Saturday, October 8, 2022
Let’s pretend I’m going to build a house with stones.
First, I’d need a bunch of stones dumped in my yard. Then I would need to expertly stack them, making sure to pick the right stones that fit together and that don’t fall over in the breeze. I’d also need some kind of mortar or clay to hold them together. I can imagine some of the stones would be a bit too big to be lifting and moving around, so I’d need a tractor with a bucket, or even better, a crane. There’s a lot that would go into this.
Now let’s pretend I actually completed my stone house. I still have a giant pile of rocks that I didn’t use. Some are just weird shapes, or cracked, or plain ugly. There is one stone in particular that was my least favorite because I kept tripping over it. I don’t want anything to do with these stones anymore.
Now I throw a little stone house-warming party, and my neighbor comes over. He says, “Hey, I want to build a stone house, too. Can I use the stones you didn’t want? I’ve got just the spot for each of them, especially that one you kept tripping over.”
“Come to him, a living stone, though rejected by mortals yet chosen and precious in God’s sight, and like living stones, let yourselves be built into a spiritual house, to be a holy priesthood, to offer spiritual sacrifices acceptable to God through Jesus Christ.” (1 Peter 2:4-5 NRSV)
Now that we’ve heard and accepted the good news (remember yesterday’s reading?), we’ve become “living stones” to God. The world will look at us and scoff because we’re weirdly shaped and of no use to them, but God has a special use for all of us. He especially chose each of us for his project.
God is building us together into what Peter calls a “spiritual house” to be a “royal priesthood” to “offer spiritual sacrifices.” Peter is using this imagery to prompt us to imagine ourselves as the temple of God. The temple is a sacred space where the divine lives, just as we are to be sacred spaces where God’s spirit dwells.
The priests are like mediators between the divine realm and the world, helping to make connections between the two. For us to be a royal priesthood means that we have access to God that we are to share with others. We are to connect God and people. We are to bring people into the experience of who God is.
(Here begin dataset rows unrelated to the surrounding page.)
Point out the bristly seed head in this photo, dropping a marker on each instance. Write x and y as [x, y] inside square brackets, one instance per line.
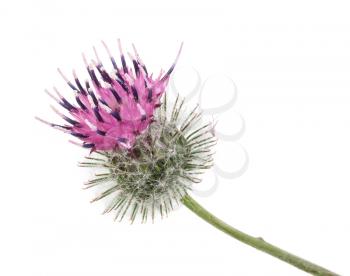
[164, 163]
[149, 157]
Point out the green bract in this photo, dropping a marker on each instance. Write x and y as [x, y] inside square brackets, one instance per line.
[158, 171]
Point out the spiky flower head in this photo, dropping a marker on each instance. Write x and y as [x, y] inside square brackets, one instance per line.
[147, 158]
[113, 108]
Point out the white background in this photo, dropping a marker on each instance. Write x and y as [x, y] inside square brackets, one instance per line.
[290, 61]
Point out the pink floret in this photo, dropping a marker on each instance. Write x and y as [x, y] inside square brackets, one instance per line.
[114, 108]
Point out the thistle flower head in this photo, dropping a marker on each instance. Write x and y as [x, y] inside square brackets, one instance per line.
[112, 109]
[148, 157]
[163, 165]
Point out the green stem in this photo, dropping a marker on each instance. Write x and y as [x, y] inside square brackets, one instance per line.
[256, 242]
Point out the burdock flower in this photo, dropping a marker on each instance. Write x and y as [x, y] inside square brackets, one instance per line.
[148, 153]
[113, 108]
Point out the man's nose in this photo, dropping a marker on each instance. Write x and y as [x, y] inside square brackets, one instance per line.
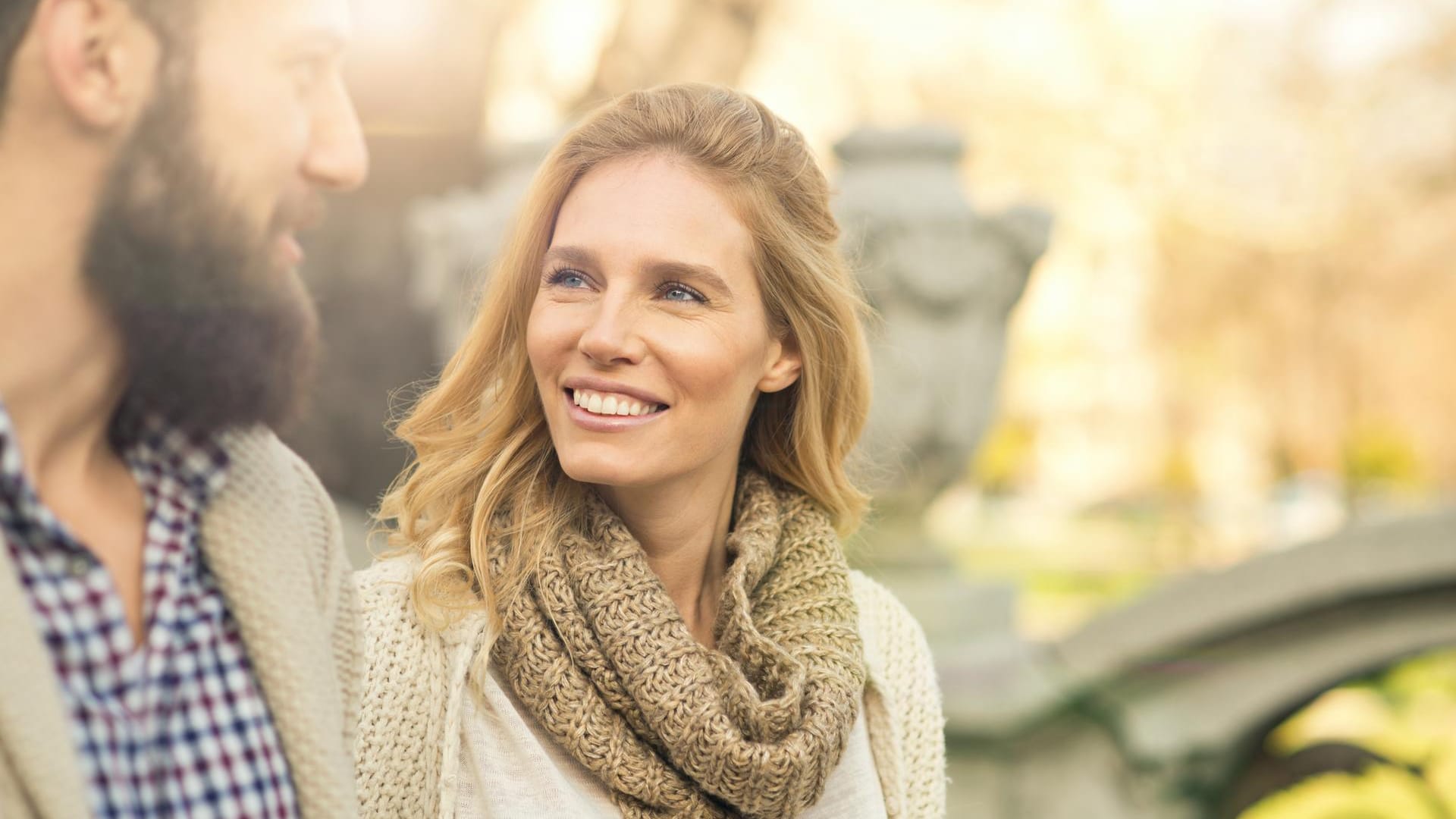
[338, 158]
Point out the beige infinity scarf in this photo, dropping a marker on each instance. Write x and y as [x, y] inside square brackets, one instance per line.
[599, 654]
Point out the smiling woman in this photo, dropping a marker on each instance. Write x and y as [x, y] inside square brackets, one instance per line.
[617, 583]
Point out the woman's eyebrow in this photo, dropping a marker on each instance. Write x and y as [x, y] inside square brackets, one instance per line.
[666, 268]
[571, 256]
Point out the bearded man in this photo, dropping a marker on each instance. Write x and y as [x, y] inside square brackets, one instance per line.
[175, 613]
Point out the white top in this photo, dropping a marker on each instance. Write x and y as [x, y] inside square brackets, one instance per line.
[510, 767]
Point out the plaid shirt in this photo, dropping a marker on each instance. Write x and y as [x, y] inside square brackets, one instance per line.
[177, 726]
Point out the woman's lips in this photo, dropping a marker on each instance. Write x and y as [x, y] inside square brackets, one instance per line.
[598, 422]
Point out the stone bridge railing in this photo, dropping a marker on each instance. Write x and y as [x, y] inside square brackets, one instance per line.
[1156, 710]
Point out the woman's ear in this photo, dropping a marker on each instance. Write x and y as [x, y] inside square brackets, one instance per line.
[783, 366]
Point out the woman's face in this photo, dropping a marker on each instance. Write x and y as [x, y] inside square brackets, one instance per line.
[648, 337]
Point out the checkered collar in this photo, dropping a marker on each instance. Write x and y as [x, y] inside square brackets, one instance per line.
[145, 442]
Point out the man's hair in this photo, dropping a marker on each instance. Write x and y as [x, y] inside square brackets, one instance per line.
[17, 17]
[15, 20]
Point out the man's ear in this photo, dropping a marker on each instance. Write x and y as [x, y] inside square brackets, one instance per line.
[101, 58]
[785, 365]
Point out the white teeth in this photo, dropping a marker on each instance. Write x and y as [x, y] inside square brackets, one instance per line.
[610, 406]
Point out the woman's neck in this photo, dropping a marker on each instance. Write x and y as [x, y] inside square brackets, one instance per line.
[683, 529]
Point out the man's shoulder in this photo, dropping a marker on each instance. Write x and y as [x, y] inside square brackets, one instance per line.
[259, 463]
[273, 502]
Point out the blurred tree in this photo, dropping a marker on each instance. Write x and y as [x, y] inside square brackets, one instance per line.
[660, 41]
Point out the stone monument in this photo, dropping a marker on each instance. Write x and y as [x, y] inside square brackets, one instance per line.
[944, 280]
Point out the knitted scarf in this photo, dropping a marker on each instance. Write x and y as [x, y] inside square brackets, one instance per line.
[601, 656]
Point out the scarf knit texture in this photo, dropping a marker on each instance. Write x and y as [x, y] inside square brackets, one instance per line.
[599, 654]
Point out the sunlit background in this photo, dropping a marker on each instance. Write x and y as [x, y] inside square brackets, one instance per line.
[1238, 341]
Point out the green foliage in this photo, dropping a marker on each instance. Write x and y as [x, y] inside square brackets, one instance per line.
[1381, 457]
[1005, 455]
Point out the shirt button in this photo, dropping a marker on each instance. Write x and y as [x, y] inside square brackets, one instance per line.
[79, 566]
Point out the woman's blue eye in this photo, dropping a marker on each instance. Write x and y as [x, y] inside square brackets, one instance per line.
[568, 279]
[682, 293]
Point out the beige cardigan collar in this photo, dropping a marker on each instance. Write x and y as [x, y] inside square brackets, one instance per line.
[274, 604]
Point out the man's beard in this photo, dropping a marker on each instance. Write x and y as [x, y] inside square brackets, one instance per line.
[215, 334]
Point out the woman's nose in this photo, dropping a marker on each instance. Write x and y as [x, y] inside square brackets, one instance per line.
[612, 335]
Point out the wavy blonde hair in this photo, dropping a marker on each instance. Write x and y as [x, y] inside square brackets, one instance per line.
[482, 453]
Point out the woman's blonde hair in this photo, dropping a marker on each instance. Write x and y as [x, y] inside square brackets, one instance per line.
[482, 453]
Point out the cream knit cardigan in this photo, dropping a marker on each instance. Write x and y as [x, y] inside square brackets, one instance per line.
[408, 742]
[273, 541]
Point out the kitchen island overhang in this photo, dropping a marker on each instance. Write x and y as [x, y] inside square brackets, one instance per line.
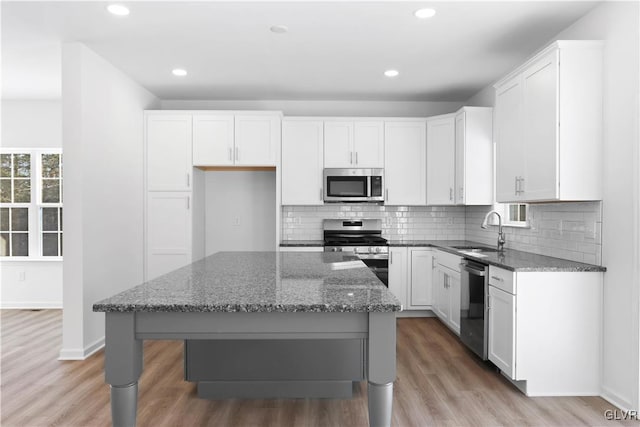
[255, 296]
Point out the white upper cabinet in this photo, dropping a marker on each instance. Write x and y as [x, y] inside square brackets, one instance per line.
[510, 148]
[213, 140]
[474, 156]
[257, 140]
[405, 159]
[353, 144]
[302, 162]
[236, 139]
[549, 126]
[441, 160]
[168, 148]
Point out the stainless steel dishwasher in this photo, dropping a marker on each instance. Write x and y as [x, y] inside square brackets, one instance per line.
[473, 307]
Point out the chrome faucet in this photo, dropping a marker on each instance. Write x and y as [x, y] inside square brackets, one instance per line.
[501, 239]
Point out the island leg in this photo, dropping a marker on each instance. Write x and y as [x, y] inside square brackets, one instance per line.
[123, 366]
[382, 367]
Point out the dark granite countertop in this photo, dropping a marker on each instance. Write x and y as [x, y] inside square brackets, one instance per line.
[302, 243]
[261, 282]
[509, 259]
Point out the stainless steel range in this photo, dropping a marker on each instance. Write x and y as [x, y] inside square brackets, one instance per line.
[364, 238]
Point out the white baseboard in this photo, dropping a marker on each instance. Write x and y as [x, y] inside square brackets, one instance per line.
[81, 354]
[617, 400]
[415, 313]
[30, 305]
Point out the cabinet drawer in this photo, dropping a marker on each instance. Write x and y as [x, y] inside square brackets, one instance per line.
[502, 279]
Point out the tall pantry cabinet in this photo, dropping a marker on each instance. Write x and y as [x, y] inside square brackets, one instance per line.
[174, 208]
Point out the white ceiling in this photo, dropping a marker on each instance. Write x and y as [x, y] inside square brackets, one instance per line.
[333, 50]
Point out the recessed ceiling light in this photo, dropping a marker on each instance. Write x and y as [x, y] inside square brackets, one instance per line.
[118, 9]
[279, 29]
[424, 13]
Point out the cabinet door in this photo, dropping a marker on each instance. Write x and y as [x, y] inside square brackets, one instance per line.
[213, 138]
[169, 160]
[398, 274]
[368, 144]
[257, 140]
[441, 161]
[168, 232]
[405, 163]
[502, 330]
[420, 278]
[338, 145]
[454, 301]
[441, 294]
[540, 118]
[302, 162]
[509, 140]
[460, 158]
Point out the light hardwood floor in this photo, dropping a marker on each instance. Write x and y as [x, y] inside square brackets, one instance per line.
[439, 383]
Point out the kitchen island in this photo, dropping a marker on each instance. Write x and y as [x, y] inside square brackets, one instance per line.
[254, 296]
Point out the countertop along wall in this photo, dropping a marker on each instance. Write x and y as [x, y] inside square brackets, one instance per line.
[617, 24]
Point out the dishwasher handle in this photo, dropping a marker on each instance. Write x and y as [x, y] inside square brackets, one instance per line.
[473, 271]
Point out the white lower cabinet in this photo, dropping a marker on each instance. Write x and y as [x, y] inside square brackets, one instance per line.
[410, 276]
[446, 289]
[398, 274]
[502, 330]
[545, 330]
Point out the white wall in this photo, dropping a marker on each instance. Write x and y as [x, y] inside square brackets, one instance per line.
[324, 108]
[617, 23]
[103, 186]
[248, 196]
[31, 284]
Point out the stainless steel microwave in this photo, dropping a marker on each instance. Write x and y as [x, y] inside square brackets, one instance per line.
[353, 185]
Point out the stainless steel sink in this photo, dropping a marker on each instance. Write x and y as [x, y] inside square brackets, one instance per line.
[474, 249]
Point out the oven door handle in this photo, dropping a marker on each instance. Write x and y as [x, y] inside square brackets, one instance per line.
[473, 271]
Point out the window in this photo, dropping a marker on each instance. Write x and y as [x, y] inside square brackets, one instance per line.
[31, 203]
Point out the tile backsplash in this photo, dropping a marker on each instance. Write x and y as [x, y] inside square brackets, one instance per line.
[564, 230]
[398, 222]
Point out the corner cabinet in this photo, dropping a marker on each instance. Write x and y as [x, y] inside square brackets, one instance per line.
[474, 156]
[545, 330]
[353, 144]
[405, 162]
[174, 226]
[232, 139]
[549, 126]
[302, 143]
[441, 164]
[446, 289]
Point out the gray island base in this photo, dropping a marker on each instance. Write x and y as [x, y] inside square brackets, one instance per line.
[258, 297]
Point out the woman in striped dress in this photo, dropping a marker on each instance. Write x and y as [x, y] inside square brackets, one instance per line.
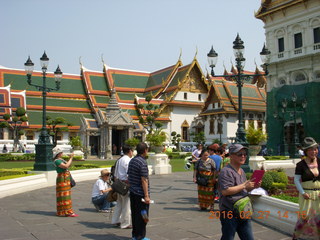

The last part of that is that we are to make “spiritual sacrifices.” Naturally, when we think of sacrifices in the context of a temple, images of bloody animals appear in our head. If not, then I just made you think of bloody animals, and you’re welcome. Peter’s not suggesting that we do the kind of sacrifice that requires killing animals, but the kind that requires doing the right thing even if (or especially if) it costs us something.
The perfect example we have of this, of course, is Jesus. In the face of suffering and rejection, he chose to do the right thing and offer his life on our behalf. Doing the right thing didn’t just cost him something—it cost him everything. God notices and responds to our sacrifices. In Jesus’ case, he was resurrected and exalted to God’s right hand. He was rejected by the world but made into the stone holding the whole house together.
We’re to follow Jesus’ example and be willing to put ourselves in God’s hands as we do the right things, knowing we could very well lose something in the process. Just as God saw Jesus’ sacrifices, he will acknowledge and respond to ours. That doesn’t mean that we should do good things expecting a reward, but that God is just, and will remember the trouble we went through while pursuing His purposes.
We know the world is going to be skeptical of our stone house. One hope is that through being God’s servants and living blamelessly (doing the right thing), the world may look at us and see honor in what we do. We are witnesses and priests to them, representing God to them as Christ did to us. We can hope that the fruit of our sacrifice is that God can gather even more living stones to make the stone house bigger and stronger.
Thanks for coming along with me this week on our journey through the book of James and the beginning of 1 Peter.
1. How does it make you feel knowing that God chose you to be one of his living stones?
2. What kinds of spiritual sacrifices have you made? What did it cost you?